Es un principio pugilístico que en el momento de golpear siempre corremos el riesgo de debilitar la guardia; y los adversarios de Siches han identificado prontamente el flanco débil y contraatacado sin demora. Tienen a su favor el “sentido común”, el altísimo grado de naturalización del régimen lingüístico asociado a la compostura y el decoro. Por ello, no es fácil el desafío que tiene ante sí la presidenta del Colmed, pues su contrarrespuesta pasa, al menos, por dos tortuosas vías de la acción política: primero, conseguir desvincular, ante sectores estratégicos de la opinión pública, su palabra del pantano del decoro en que la han metido; y segundo, luchar por la visibilidad permanente del contenido de denuncia inexorablemente ligado a su grito.

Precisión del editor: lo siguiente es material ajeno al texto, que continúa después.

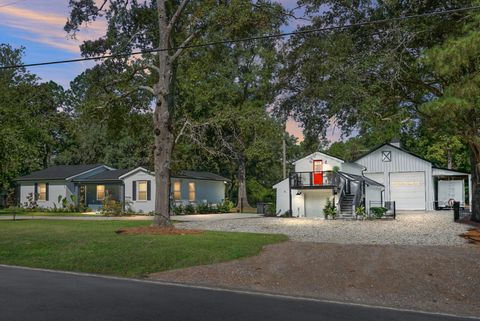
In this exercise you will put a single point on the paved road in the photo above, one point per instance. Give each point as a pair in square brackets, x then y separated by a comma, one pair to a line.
[42, 295]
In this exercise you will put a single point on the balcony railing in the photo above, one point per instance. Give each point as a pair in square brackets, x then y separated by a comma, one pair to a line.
[326, 179]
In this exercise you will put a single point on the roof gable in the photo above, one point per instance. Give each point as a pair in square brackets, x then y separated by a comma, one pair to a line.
[394, 147]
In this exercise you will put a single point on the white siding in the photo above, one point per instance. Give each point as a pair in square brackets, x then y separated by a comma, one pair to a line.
[400, 162]
[139, 206]
[55, 189]
[315, 201]
[306, 164]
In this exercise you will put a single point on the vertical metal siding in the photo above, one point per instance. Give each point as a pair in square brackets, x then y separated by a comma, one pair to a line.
[401, 162]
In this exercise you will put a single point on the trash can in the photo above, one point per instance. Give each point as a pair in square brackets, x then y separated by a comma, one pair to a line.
[456, 211]
[260, 208]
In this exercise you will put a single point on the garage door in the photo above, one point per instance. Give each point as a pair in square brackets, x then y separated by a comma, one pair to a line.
[408, 190]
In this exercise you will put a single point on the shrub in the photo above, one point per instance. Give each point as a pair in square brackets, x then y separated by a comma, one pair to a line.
[190, 209]
[178, 210]
[378, 212]
[329, 209]
[226, 206]
[360, 211]
[203, 208]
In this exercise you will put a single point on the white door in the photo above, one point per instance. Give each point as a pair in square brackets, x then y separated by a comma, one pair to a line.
[407, 189]
[315, 202]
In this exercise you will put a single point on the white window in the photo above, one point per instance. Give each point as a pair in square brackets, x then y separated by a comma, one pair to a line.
[177, 190]
[42, 192]
[100, 192]
[386, 156]
[191, 191]
[142, 191]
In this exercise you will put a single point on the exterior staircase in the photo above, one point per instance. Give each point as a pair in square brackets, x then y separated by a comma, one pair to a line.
[346, 207]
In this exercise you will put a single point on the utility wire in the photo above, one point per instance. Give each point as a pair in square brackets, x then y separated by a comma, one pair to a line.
[10, 3]
[228, 41]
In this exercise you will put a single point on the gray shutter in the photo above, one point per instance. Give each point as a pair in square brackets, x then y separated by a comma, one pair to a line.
[134, 190]
[149, 188]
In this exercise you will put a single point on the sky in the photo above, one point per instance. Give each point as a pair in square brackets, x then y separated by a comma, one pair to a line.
[37, 25]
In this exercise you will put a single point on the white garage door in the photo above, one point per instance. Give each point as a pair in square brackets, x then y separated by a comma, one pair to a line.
[408, 190]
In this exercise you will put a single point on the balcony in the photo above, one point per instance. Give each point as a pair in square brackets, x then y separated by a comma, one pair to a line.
[314, 180]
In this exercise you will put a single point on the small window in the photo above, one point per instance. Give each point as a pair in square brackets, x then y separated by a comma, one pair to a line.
[177, 190]
[100, 192]
[42, 192]
[386, 156]
[142, 191]
[191, 191]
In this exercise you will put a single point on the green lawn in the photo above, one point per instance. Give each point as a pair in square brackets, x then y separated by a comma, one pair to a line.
[93, 246]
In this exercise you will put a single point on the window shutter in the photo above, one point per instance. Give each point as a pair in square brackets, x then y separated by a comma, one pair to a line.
[149, 188]
[134, 190]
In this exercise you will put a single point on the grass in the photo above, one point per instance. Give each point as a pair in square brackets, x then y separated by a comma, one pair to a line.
[38, 213]
[94, 247]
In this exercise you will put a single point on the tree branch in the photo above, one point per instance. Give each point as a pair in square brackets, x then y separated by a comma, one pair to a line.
[176, 15]
[147, 88]
[182, 46]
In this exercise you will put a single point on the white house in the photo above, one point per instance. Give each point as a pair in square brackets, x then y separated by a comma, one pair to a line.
[319, 177]
[412, 182]
[91, 184]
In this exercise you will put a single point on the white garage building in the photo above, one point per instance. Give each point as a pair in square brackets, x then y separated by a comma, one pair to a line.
[413, 182]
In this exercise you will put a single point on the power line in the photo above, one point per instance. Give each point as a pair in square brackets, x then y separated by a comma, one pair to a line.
[10, 3]
[279, 35]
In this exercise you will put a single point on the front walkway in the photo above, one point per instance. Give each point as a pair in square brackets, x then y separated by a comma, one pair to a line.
[182, 218]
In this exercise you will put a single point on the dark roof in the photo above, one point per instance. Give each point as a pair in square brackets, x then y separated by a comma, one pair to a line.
[200, 175]
[112, 175]
[59, 172]
[396, 147]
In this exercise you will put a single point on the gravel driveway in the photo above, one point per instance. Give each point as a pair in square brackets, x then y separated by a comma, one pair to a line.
[410, 228]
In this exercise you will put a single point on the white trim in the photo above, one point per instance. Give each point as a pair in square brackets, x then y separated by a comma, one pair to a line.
[247, 292]
[313, 156]
[92, 169]
[133, 171]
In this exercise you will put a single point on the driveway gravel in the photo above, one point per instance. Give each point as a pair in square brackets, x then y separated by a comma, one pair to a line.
[429, 278]
[410, 228]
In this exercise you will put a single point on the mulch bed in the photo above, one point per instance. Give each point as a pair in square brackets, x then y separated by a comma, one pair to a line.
[149, 230]
[472, 236]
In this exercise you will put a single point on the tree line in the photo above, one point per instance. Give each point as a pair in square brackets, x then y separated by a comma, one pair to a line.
[223, 107]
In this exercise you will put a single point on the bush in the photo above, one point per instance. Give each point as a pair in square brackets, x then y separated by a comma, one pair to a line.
[360, 211]
[190, 209]
[329, 209]
[225, 207]
[378, 212]
[203, 208]
[178, 210]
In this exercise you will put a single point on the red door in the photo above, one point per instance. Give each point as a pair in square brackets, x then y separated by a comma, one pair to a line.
[317, 172]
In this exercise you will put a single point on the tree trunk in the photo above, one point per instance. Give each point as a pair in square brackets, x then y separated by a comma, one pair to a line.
[162, 123]
[475, 201]
[242, 201]
[284, 149]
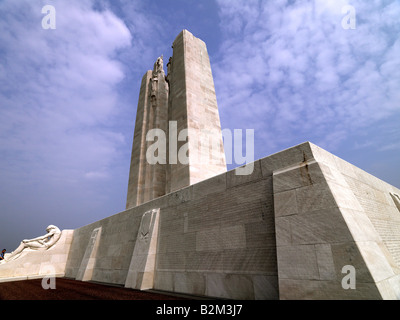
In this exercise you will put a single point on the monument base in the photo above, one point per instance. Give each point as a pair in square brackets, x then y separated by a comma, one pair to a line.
[32, 264]
[304, 225]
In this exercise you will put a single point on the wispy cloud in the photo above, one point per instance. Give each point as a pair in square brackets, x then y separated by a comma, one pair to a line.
[299, 74]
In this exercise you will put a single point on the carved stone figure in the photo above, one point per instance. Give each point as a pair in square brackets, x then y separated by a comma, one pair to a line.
[158, 65]
[43, 242]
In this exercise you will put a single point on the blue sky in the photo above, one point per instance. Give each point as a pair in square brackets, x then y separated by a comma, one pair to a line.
[287, 69]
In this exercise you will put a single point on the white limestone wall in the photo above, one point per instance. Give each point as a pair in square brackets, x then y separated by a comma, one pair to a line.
[37, 264]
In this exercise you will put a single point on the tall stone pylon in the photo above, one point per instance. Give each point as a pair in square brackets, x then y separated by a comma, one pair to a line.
[147, 180]
[184, 106]
[192, 106]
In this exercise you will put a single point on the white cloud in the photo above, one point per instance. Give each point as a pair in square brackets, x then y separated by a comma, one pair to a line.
[311, 78]
[57, 87]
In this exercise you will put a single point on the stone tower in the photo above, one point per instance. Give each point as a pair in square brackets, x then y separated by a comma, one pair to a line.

Para concluir, el espacio que una sociedad le conceda a la palabra disidente —por muy inconmensurable que sea con el orden establecido— será una medida de su salud democrática. Incluso cuando las exclusiones que inevitablemente forman parte de la organización política de una sociedad resultan en gritos, es imperativo democrático darles espacio y reconocerles su capacidad para representar la exclusión. Claro está que el silenciamiento discursivo no es sino una de las muchas caras de la exclusión; y que, cuando esta se justifica en la defensa de los intereses materiales de unos pocos, la concesión de la palabra no basta. La lucha por la palabra es lucha política, es lucha por el control de los recursos —lingüísticos o del tipo que sean—. Pero si se impide que la voz y el grito se (des)encuentren, pocas vías quedan para luchar democráticamente contra la exclusión.